Oke... Bukan saatnya mereka berdua ngobrol, tidak apa, Taufan akan pamit lewat chat saja.
——
Keesokan harinya Duri dan Ice pergi menuju candi Prambanan, mereka hanya berdua karena Blaze dan Solar masih molor habis sahur. Emang susah mereka berdua diajak jalan-jalan. Duri dan Ice jalan-jalan mengelilingi candi, sesekali mereka foto pemandangan yang indah meskipun terik matahari sangat menyengat.
Cowok mata biru laut itu mengipasi dirinya, dia benar-benar tidak kuat di tempat yang seperti ini. Sesekali Ice melirik para pedagang kaki lima yang berjualan, jadi ingin...
"Astaghfirullah... Puasa..." Tidak boleh batal, ingat itu Ceu!

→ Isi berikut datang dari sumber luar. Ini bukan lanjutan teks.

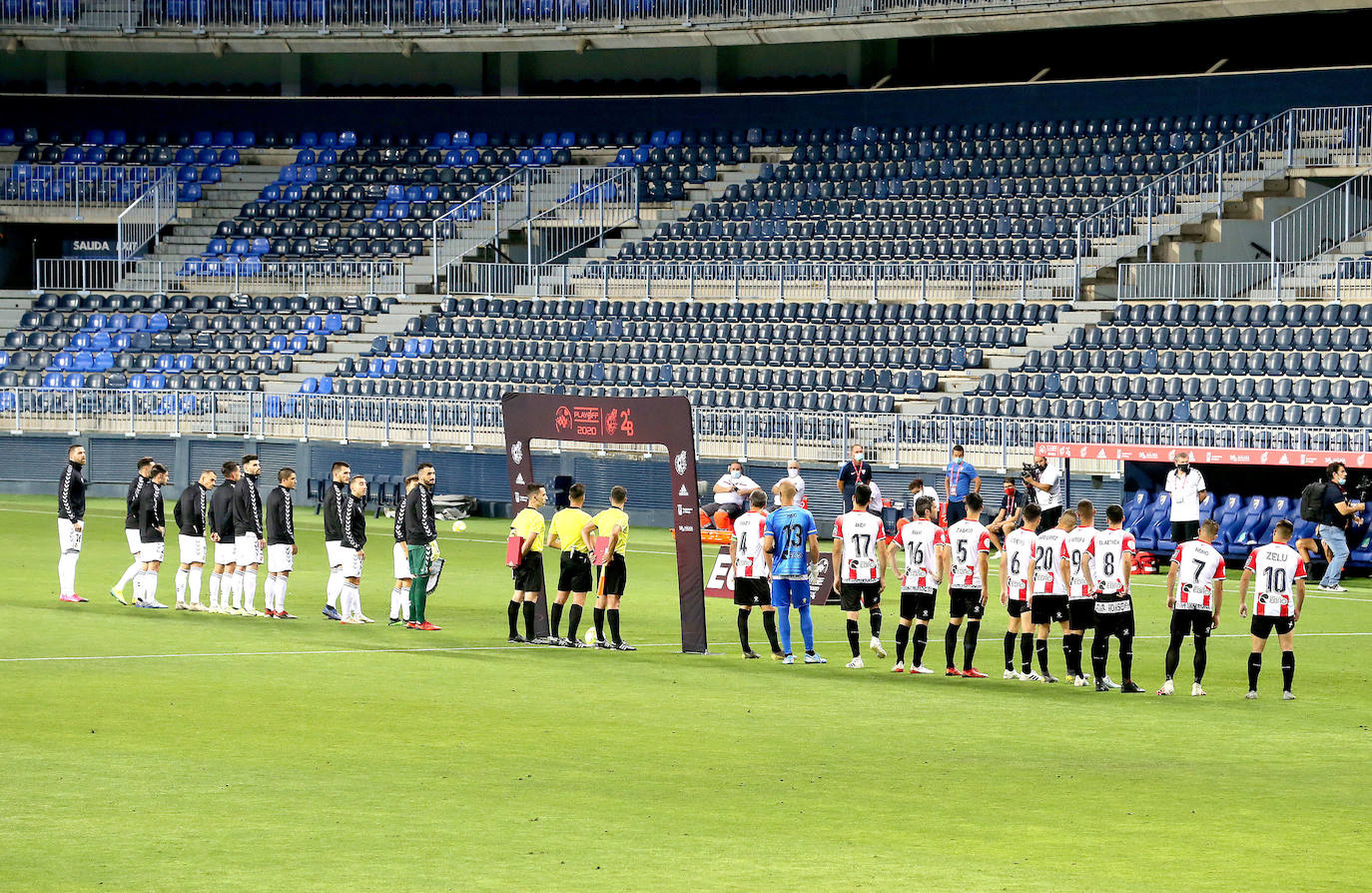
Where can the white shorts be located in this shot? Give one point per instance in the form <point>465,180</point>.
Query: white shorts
<point>193,548</point>
<point>151,551</point>
<point>248,548</point>
<point>226,553</point>
<point>69,538</point>
<point>402,562</point>
<point>279,557</point>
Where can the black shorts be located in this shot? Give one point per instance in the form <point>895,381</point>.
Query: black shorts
<point>858,595</point>
<point>528,575</point>
<point>1262,627</point>
<point>575,572</point>
<point>1191,621</point>
<point>1081,613</point>
<point>1048,609</point>
<point>966,602</point>
<point>615,575</point>
<point>917,603</point>
<point>1184,531</point>
<point>752,591</point>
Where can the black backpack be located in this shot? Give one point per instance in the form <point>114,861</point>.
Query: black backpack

"Kak! Ayo siap-siap pulang, tapi kita beli oleh-oleh dulu." Ice mengangguk, mereka berdua jalan menuju tempat oleh-oleh. Duri terus menatap gantungan kunci dan sesuatu yang membuatnya penasaran, segera saja dia mengambil banyak gantungan kunci dan satu barang itu. Setelah bayar, mereka berdua kembali ke homestay dengan taksi.
Selama diperjalanan, Duri tak henti-hentinya senyum manis membuat Ice kebingungan. Ada apa dengan anak itu? Jangan bilang saat jalan-jalan tadi dia ketemu sama cewek, makanya senyum-senyum sendiri.

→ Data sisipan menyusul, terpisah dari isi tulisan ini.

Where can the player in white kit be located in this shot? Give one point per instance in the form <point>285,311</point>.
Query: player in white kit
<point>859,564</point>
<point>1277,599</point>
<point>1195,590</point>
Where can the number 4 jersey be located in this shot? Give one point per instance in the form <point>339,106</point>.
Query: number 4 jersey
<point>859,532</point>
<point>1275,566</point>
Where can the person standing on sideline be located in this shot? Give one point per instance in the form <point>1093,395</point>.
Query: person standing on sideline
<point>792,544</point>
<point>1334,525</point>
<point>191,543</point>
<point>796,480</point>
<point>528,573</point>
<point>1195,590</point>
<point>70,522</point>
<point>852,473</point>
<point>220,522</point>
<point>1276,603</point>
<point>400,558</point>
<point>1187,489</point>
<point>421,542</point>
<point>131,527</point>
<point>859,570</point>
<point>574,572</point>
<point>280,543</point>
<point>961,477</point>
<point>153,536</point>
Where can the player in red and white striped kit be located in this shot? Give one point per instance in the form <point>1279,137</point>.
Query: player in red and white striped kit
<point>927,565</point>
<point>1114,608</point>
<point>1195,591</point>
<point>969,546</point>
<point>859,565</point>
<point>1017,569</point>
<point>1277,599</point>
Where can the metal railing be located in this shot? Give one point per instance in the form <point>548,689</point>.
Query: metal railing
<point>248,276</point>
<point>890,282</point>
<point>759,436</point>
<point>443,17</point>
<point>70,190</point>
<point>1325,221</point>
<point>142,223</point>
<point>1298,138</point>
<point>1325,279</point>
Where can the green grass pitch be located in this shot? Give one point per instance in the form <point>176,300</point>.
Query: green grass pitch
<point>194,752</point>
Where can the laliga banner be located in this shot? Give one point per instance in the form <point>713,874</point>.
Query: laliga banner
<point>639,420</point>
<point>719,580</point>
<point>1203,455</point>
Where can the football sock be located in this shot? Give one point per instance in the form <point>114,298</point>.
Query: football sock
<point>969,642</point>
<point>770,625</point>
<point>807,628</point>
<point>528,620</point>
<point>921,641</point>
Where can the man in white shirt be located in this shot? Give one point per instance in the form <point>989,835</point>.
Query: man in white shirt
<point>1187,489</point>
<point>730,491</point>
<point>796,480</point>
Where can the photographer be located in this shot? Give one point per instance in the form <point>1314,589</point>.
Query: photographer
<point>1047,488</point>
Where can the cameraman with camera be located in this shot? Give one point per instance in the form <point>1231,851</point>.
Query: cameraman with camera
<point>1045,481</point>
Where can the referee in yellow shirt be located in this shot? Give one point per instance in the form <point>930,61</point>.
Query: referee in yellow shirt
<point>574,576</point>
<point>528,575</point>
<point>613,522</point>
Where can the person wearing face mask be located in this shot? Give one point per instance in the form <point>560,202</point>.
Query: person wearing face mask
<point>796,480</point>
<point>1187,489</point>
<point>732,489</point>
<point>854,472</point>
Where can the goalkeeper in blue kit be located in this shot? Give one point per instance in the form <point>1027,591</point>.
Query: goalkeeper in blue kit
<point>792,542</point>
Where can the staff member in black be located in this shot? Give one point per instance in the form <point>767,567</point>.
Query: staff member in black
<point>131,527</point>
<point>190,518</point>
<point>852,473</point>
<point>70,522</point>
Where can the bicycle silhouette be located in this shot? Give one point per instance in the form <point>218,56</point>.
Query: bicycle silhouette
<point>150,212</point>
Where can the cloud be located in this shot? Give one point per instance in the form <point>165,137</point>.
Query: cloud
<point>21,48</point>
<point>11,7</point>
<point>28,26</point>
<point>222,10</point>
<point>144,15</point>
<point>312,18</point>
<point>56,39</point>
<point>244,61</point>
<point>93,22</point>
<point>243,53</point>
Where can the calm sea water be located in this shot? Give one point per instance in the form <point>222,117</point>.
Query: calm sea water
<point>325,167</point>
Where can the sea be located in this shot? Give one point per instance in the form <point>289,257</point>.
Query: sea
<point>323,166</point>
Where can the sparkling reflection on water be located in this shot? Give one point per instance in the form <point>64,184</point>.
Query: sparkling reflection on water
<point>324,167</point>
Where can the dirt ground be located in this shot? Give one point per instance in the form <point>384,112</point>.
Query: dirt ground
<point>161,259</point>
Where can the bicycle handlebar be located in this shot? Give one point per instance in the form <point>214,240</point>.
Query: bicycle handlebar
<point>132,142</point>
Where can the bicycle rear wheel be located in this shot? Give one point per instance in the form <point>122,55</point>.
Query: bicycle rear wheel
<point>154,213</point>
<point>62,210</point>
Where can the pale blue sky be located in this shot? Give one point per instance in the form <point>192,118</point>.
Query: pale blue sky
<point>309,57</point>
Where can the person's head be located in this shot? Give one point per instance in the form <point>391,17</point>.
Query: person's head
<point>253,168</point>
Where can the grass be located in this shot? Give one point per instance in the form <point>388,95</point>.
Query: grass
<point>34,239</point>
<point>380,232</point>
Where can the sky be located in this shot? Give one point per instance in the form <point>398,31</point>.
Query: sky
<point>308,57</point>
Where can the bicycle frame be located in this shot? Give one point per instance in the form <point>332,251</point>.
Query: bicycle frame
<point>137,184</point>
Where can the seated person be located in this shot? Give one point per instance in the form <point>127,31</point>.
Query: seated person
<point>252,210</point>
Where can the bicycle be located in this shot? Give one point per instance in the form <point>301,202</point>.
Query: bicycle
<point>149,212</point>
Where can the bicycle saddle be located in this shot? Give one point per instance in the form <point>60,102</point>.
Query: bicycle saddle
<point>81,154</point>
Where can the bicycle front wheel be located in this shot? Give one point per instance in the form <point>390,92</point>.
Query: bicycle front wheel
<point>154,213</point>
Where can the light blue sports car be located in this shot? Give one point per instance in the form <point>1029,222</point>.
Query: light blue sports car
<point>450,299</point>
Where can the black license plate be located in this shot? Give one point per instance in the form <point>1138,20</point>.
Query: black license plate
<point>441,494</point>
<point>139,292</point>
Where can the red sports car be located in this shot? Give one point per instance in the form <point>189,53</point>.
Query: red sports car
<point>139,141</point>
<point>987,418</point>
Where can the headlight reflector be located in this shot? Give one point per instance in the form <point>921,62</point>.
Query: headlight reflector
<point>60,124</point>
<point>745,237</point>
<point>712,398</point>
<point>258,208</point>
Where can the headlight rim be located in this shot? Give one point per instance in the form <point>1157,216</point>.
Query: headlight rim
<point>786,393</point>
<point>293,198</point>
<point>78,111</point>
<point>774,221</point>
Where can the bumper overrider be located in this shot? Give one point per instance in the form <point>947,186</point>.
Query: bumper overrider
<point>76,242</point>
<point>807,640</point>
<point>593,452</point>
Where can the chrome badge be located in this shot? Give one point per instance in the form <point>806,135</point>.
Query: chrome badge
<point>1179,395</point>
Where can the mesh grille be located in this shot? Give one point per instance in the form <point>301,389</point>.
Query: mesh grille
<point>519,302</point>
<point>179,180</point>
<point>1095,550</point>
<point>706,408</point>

"Dek... Lu gak kenapa-kenapa kan?" Duri menoleh ke arah Ice, dia menggelengkan kepalanya lalu mereka berdua turun dari taksi dan masuk ke dalam homestay. Duri masuk ke dalam kamarnya, dia mengeluarkan semua oleh-oleh miliknya dan kembali melirik barang yang menurutnya unik.
Asbak rokok berbentuk candi Prambanan, entah apa yang dia pikirkan tetapi menurutnya lebih bagus daripada jadi asbak. Lantas apa?

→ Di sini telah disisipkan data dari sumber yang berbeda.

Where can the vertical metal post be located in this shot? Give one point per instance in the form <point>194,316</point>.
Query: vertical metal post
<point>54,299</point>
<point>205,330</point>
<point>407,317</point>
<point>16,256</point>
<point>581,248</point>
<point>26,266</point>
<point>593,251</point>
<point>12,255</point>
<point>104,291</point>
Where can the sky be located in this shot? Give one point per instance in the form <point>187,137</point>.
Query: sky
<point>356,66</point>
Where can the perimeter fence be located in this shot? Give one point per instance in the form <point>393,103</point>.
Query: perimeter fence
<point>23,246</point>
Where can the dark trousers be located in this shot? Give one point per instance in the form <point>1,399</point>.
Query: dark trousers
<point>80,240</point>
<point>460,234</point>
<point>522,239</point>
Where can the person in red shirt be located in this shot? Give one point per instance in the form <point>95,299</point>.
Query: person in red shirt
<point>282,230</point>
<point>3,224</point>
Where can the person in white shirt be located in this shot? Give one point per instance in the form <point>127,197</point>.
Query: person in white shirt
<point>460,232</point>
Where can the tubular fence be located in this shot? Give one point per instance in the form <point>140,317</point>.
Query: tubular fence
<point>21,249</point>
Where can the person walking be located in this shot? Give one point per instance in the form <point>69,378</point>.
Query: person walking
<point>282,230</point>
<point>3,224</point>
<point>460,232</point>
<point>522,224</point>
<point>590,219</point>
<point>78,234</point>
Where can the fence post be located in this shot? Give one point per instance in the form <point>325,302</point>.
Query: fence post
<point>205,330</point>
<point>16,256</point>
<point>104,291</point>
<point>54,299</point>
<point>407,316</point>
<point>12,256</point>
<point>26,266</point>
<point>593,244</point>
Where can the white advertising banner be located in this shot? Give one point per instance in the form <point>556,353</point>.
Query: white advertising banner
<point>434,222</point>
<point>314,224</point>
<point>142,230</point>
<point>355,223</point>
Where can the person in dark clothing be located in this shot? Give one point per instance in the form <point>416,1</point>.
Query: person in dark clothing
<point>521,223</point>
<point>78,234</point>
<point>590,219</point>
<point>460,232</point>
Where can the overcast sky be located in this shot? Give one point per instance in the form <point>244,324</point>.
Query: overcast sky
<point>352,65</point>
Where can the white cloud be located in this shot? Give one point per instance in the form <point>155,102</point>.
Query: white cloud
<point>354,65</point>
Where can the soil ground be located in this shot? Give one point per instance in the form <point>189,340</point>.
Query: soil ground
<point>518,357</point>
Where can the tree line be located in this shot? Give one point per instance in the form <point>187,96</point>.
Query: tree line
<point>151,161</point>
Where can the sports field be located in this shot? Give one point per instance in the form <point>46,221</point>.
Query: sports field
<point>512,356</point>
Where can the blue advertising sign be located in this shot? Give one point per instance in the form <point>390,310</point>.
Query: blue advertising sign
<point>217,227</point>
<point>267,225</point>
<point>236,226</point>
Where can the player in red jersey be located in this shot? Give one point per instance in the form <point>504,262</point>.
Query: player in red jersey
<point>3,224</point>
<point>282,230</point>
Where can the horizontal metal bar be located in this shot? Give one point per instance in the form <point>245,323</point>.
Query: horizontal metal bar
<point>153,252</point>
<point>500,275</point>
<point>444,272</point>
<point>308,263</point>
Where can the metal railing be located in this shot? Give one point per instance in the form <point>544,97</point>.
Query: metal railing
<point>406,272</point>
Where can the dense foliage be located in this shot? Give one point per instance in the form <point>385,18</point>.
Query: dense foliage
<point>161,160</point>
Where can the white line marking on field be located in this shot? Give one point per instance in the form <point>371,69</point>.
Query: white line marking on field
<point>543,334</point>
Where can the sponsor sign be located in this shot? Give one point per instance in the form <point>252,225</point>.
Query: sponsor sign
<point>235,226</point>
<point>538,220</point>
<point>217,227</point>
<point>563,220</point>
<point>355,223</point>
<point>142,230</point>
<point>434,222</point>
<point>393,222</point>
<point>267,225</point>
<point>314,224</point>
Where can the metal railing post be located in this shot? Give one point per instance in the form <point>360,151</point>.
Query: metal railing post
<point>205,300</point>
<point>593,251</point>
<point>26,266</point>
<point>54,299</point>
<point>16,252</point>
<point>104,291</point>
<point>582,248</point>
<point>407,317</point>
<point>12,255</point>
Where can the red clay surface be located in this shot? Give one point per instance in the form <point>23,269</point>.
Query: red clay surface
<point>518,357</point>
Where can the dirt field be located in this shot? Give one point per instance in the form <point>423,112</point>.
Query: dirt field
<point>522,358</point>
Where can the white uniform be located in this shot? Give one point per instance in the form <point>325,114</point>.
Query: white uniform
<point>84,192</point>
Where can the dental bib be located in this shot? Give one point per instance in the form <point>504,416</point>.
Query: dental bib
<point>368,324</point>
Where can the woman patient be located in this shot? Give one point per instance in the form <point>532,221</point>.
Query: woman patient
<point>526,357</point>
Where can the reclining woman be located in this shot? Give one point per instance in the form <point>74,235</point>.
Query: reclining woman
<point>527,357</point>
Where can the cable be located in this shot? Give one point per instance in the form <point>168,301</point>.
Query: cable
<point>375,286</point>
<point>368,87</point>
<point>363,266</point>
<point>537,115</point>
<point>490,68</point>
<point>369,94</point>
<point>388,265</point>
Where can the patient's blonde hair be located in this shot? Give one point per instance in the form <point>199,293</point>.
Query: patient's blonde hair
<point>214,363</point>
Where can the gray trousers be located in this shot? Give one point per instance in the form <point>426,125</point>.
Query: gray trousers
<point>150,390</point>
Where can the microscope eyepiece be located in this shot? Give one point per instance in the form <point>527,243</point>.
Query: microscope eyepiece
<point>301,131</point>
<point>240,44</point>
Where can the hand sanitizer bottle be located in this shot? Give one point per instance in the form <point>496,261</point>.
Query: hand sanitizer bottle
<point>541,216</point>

"Ri, lu ngapain beli begituan?" Tanya Solar yang baru saja bangun dari tidurnya, cowok mata silver itu menatap kembarannya yang malah naro alat tulis di situ. "Ri... Itu asbak, ngapain lu taro alat tulis di asbak?"
"Naro alat tulis kan bisa, daripada gak digunain sama sekali." Ice yang baru mau masuk kamar tidak jadi, dia langsung menoleh ke kamar sebelah dan melihat apa saja yang dibeli sama Duri. Asbak? Sebentar... Dia gak ngeh sama sekali tadi adeknya beli itu?
"Duri? Lu beli beginian buat apaan dah?" Ice menghampiri Duri, dia mengambil asbak tersebut lalu menatap heran adeknya dan menatap asbak. Yang ditatap cuma cengengesan sambil menunjukkan kegunaan nya selain menjadi tumpuan abu rokok.
"Naro alat tulis bisa kali, kak. Daripada digunain jadi asbak rokok, sekalian aja alat tulis masuk deh." Ice dan Solar terdiam setelah mendengar ucapan Duri, kedua cowok itu saling tatap lalu menggelengkan kepalanya masing-masing karena sudah lelah dengan kelakuan Duri.
"Eh, besok mau ke pantai?" Blaze datang dari kamar sebelah sembari menunjukkan foto pemandangan indah di pantai Parangtritis, ketiga adeknya menoleh ke Blaze lalu mengangguk mengiyakan ajakan Blaze.
"Tapi jangan siang, kalau siang panas."
"Sore lah, ya kali siang. Lu mau jadi ikan asin dadakan?" Ketiganya menggelengkan kepala, sepertinya memang bagus mereka berempat beristirahat sejenak di Jogja sembari menunggu keadaan membaik dan juga.... Semoga mereka mencari keempatnya.